Once chocolate gets heated, it must remain in a constant state of motion until molded into a specified shape and then allowed to remain still.

In the case of Rebecca Ruth’s bourbon balls, that process falls to a third-generation candy factory owner constantly in motion.

Charles “Charlie” Booe is the candy man.

But he is more than that. After buying Rebecca Ruth Candy from his father, Charlie attended business school, taking art classes on the side to fulfill his love for painting.

“Business is an art,” he says with a slight Southern drawl. “It takes a certain kind of inspiration and creativity in order to do it right.”

Outside the walls of his historic Second Street factory and store, Charlie also oversees nearly 30 properties scattered throughout Franklin County under his company, Booe Properties.
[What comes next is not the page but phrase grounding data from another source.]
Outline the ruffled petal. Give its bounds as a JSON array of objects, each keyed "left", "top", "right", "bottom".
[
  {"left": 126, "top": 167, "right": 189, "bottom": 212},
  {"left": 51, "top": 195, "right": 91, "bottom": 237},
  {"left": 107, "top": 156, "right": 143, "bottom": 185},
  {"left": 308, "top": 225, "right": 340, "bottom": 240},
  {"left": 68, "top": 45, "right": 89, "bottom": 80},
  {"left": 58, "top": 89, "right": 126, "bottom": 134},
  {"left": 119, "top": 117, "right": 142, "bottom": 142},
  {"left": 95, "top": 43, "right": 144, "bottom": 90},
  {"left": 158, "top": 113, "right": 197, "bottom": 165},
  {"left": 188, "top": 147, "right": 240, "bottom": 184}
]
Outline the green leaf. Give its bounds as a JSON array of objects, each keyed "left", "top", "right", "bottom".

From commercial spaces and residential apartments to candy factory and warehouses, Charlie stays in motion, handling the many problems that pop up and supervising every detail.

However, in rare moments of stillness, he visits his painting studio in his warehouse or spends time with his family at home or at the candy factory.

From business to painting, it’s the small things that he sees.

“Where you see a tree, I see the branches, the bark, the leaves — the whole picture and all of the details,” he says.

Painting provides an expression of art separate from the structured rhythm of his business life, he says.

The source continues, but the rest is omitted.